Institute for Biomedical Informatics, Faculty of Medicine, University Hospital Cologne, University of Cologne, Cologne, Germany.
Research Group Neuroscience, IZKF, Department of Neurophysiology, RWTH Aachen University, Aachen, Germany.
Stud Health Technol Inform. 2024 Aug 30;317:40-48. doi: 10.3233/SHTI240836.
The Local Data Hub (LDH) is a platform for FAIR sharing of medical research (meta-)data. In order to promote the usage of LDH in different research communities, it is important to understand the domain-specific needs, solutions currently used for data organization and provide support for seamless uploads to a LDH. In this work, we analyze the use case of microneurography, which is an electrophysiological technique for analyzing neural activity.
After performing a requirements analysis in dialogue with microneurography researchers, we propose a concept-mapping and a workflow, for the researchers to transform and upload their metadata. Further, we implemented a semi-automatic upload extension to odMLtables, a template-based tool for handling metadata in the electrophysiological community.

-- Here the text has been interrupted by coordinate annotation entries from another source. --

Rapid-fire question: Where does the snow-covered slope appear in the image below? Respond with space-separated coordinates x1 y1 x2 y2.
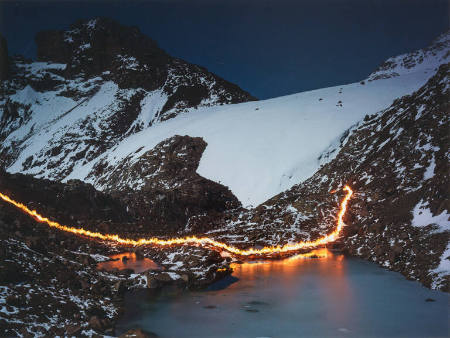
1 23 449 206
81 69 440 205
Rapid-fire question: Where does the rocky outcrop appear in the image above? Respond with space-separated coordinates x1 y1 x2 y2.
0 174 231 337
92 135 241 234
0 35 9 81
189 64 450 291
0 18 255 180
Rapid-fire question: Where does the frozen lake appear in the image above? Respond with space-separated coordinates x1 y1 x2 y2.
117 249 449 337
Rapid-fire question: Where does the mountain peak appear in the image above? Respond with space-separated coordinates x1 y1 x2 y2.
36 18 170 80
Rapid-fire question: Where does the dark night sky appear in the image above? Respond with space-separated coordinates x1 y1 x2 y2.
0 0 449 98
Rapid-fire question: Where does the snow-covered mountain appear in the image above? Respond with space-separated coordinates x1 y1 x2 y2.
0 19 449 206
0 19 255 180
192 64 450 291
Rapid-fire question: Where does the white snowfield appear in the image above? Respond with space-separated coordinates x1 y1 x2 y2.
79 68 431 206
5 35 448 206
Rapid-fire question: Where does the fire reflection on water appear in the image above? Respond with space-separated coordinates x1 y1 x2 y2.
97 252 160 273
221 248 355 322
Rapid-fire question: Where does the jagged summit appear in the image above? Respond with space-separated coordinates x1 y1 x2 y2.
0 26 449 206
368 30 450 81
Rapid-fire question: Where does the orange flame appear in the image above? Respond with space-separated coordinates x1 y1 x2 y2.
0 185 353 256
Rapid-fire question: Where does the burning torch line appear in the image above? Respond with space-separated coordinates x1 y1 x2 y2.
0 185 353 256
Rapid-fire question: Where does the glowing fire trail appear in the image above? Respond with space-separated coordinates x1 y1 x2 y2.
0 185 353 256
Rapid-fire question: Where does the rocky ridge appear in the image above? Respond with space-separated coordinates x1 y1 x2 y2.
0 18 255 180
191 64 450 291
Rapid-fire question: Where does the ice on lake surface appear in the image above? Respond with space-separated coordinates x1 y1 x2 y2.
116 250 449 337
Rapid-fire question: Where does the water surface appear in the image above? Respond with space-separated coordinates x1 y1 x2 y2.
97 252 160 273
117 250 449 337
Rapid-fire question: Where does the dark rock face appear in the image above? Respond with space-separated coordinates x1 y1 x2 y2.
36 18 170 86
89 135 241 234
0 35 9 81
190 64 450 291
0 18 255 184
0 171 134 235
0 174 231 337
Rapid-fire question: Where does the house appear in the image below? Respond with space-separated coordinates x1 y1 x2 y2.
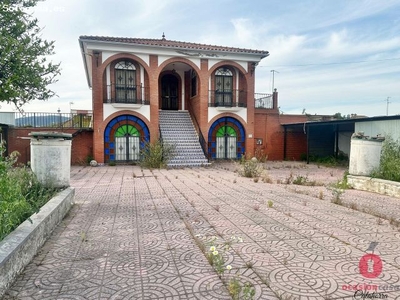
79 35 303 165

The open-source implementation enables the odML-to-LDH concept mapping, allows data anonymization from within the tool and the creation of custom-made summaries on the underlying data sets.
This concludes a first step towards integrating improved FAIR processes into the research laboratory's daily workflow. In future work, we will extend this approach to other use cases to disseminate the usage of LDHs in a larger research community.

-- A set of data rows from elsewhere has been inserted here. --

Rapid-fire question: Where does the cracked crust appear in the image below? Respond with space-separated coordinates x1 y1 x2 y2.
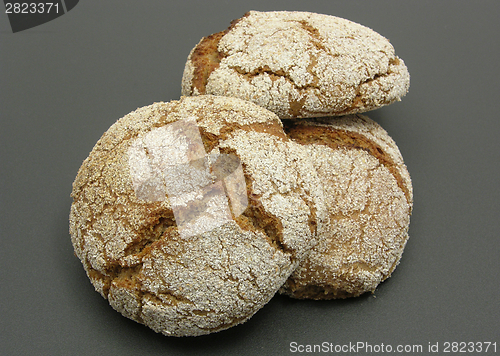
280 115 413 299
182 11 410 119
70 96 324 336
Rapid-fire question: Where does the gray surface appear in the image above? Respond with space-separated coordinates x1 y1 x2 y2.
0 0 500 355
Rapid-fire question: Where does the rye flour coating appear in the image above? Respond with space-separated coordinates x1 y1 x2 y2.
70 96 324 336
281 115 413 299
182 11 410 119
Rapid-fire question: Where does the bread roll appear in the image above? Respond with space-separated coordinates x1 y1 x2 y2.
182 11 410 119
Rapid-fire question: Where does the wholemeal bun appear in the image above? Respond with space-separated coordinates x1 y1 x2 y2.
70 96 323 336
281 115 413 299
182 11 410 119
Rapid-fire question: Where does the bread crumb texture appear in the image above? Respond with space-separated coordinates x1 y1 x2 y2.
280 115 413 299
182 11 410 118
70 95 326 336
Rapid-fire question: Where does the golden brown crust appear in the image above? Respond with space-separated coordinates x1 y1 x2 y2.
281 115 413 299
182 11 410 119
70 96 320 336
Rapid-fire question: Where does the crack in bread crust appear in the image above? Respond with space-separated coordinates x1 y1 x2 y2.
70 96 314 336
280 115 413 299
182 11 410 119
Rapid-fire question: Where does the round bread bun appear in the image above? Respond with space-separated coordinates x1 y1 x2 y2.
182 11 410 119
70 96 322 336
280 115 413 299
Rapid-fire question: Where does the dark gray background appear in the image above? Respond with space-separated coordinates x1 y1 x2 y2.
0 0 500 355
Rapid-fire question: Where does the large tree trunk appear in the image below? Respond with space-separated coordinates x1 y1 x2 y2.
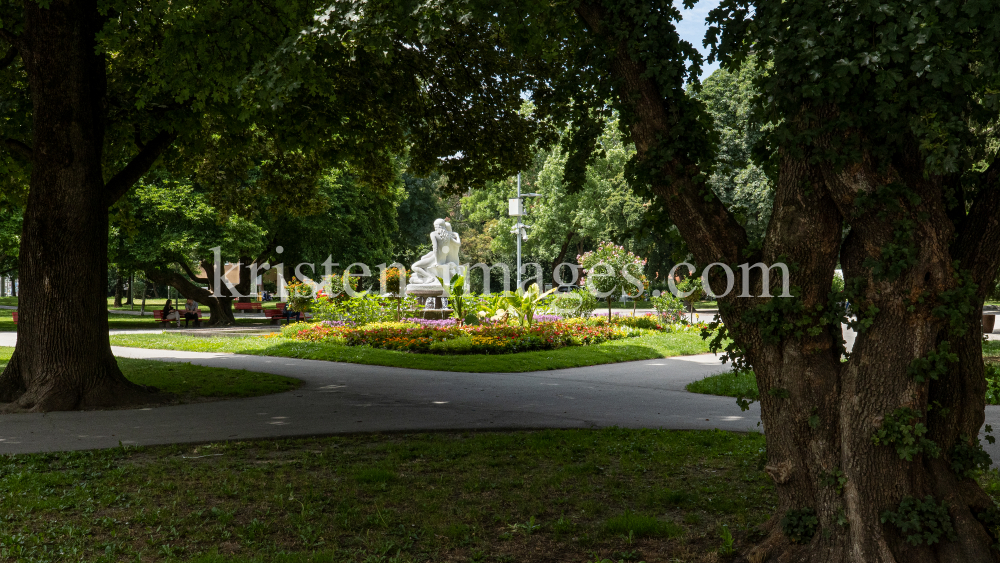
578 4 1000 563
0 0 155 411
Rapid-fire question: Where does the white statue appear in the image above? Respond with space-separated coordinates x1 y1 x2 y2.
406 219 463 295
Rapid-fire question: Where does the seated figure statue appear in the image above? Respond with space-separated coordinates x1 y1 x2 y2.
406 219 462 295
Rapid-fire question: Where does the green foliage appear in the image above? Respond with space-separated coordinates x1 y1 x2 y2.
691 55 774 242
285 280 313 313
948 436 993 479
438 276 470 322
830 274 845 294
549 289 597 318
985 362 1000 405
906 340 958 383
684 371 760 400
312 292 418 326
781 508 819 544
719 524 736 556
577 242 647 308
649 291 684 322
460 113 656 270
881 495 958 545
506 283 555 326
872 407 941 461
430 336 474 354
604 512 684 538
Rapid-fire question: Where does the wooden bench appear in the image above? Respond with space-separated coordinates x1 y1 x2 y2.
153 309 201 326
264 303 312 325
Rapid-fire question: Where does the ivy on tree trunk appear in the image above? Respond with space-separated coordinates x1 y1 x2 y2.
577 2 1000 563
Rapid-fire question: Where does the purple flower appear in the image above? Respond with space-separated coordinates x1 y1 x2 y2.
402 317 458 328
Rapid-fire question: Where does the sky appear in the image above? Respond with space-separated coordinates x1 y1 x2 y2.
677 0 720 80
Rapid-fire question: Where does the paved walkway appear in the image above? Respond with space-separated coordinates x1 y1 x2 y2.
0 348 759 453
0 331 1000 468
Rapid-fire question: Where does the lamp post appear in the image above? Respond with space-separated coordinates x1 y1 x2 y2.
507 172 544 289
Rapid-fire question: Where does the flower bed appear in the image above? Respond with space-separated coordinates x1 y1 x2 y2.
282 316 668 354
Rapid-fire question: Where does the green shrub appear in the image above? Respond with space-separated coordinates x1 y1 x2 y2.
604 511 684 538
611 315 663 330
430 336 474 354
549 289 597 318
650 291 684 323
986 363 1000 405
312 293 418 326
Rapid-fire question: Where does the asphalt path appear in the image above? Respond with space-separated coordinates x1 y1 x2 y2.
0 331 1000 468
0 347 759 453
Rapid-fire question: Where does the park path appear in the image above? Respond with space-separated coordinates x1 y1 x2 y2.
0 331 1000 468
0 333 759 453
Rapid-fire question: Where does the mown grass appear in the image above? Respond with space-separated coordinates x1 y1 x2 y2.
684 371 759 399
111 332 708 373
0 305 286 331
684 340 1000 405
0 429 775 563
0 346 302 402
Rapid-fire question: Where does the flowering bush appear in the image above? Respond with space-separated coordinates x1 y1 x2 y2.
282 295 706 354
285 278 313 313
402 317 458 328
576 242 649 318
312 293 417 326
382 268 412 295
282 319 643 354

本地数据中心(LDH)是一个用于公平分享医学研究(元)数据的平台。为了促进不同研究社区使用 LDH,了解特定领域的需求、当前用于数据组织的解决方案以及为无缝上传到 LDH 提供支持非常重要。在这项工作中,我们分析了微神经生理学的用例,这是一种用于分析神经活动的电生理学技术。
在与微神经生理学研究人员进行对话后进行需求分析,我们为研究人员提出了概念映射和工作流程,以转换和上传他们的元数据。此外,我们为 odMLtables 实现了一个半自动上传扩展,odMLtables 是一个用于处理电生理学社区中元数据的基于模板的工具。
开源实现支持 odML 到 LDH 的概念映射,允许在工具内部对数据进行匿名化,并创建底层数据集的自定义摘要。
这标志着将改进的 FAIR 流程集成到研究实验室日常工作流程中的第一步。在未来的工作中,我们将把这种方法扩展到其他用例,以在更大的研究社区中推广 LDH 的使用。